While recent images online show a fancy beach resort (!) in Hurghada, I recall then only sand, heat, scorpions, and prickly pear cactus. Hotels were still in a state of construction – apparently as their proprietors were not taxed until construction had complete. To this day I recall the port worker and a shopkeeper who both spoke english. I got to learn a little about the culture and the European visitors. I don’t think americans generally visited along the Red Sea as the ancient Egypt they come to see is along the Nile and in Cairo museums. Back then Hurghada main clientele were German tourists vacationing on the beach. Egypt is also where I presumed America’s contribution to the world must have been the car horn. It certainly was not the turn signal. Perhaps because one hand on the horn and the other gesturing angrily at a pedestrian leaves no hand free?

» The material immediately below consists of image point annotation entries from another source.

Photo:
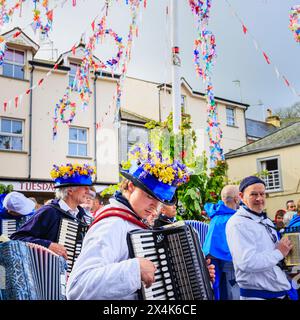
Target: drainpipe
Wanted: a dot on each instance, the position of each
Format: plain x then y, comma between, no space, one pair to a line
95,124
30,123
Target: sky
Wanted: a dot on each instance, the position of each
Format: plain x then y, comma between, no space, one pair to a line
240,72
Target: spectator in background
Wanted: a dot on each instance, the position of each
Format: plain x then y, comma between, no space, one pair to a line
278,221
295,221
215,245
97,205
16,208
290,211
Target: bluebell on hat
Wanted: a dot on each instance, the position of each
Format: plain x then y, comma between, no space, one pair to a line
17,202
72,175
156,176
248,181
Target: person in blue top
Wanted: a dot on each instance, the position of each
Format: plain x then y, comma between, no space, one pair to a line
215,245
295,221
15,210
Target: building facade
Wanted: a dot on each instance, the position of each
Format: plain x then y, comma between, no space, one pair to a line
277,154
27,147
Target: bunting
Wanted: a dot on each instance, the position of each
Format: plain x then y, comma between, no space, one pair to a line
295,26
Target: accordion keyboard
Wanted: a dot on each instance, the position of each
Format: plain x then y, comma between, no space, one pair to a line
181,268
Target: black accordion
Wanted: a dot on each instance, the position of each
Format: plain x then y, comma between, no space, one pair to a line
31,272
293,258
71,234
182,272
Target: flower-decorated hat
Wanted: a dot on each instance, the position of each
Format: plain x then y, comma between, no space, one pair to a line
157,176
72,175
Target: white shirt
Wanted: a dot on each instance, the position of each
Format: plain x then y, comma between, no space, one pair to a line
103,269
254,254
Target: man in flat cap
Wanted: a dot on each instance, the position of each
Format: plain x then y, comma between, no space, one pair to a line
255,249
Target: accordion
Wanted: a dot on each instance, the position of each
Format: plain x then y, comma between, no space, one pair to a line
182,272
31,272
71,234
293,234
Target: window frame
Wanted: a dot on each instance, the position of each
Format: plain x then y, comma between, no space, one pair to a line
233,109
78,142
260,168
11,134
14,63
124,132
73,63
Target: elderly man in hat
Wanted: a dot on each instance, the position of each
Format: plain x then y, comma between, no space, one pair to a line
15,210
103,269
255,249
72,184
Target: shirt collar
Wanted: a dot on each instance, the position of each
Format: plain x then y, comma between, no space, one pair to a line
65,207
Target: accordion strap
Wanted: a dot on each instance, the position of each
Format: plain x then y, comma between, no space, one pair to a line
121,213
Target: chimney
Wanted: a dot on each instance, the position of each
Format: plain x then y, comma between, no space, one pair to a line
274,120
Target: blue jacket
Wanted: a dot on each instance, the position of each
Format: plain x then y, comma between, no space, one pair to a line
44,226
295,221
215,242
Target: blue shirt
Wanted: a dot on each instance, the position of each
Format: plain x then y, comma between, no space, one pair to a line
215,242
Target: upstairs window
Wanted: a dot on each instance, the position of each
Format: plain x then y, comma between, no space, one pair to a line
230,117
72,74
13,65
11,134
78,142
273,179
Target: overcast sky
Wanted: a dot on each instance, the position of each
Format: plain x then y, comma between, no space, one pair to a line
240,72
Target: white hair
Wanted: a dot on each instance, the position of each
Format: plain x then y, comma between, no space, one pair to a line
62,193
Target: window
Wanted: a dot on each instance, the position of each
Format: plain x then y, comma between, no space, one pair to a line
78,142
130,135
230,116
13,65
183,103
72,74
273,179
11,134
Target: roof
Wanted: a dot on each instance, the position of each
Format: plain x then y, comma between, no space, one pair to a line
197,93
133,117
259,129
281,138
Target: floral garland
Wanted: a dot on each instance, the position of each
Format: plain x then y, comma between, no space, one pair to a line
295,22
60,109
72,170
37,22
152,162
204,53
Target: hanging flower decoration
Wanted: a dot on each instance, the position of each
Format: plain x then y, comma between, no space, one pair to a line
64,104
72,170
152,162
295,22
37,23
204,53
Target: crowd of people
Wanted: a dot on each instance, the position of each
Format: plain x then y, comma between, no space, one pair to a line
243,247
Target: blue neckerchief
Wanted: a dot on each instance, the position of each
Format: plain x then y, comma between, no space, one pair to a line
262,214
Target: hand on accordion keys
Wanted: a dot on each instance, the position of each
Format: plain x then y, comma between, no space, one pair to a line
284,246
211,270
58,249
147,271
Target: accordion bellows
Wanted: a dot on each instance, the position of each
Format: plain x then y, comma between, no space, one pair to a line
31,272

Egyptian cabbies have a penchant for three things – their vehicles travel at a high rate of speed, they constantly are honk the horn, and at night, headlamps are strictly of optional use. You have to realize how crazy riding in a cab at night is: camels, donkeys, street vendors, and folk fill the streets. None seem ever involved in an accident with these mad drivers. From visits to our New York City on several occasions, I now know where these Egyptians learned to drive. And Turks. And Africans.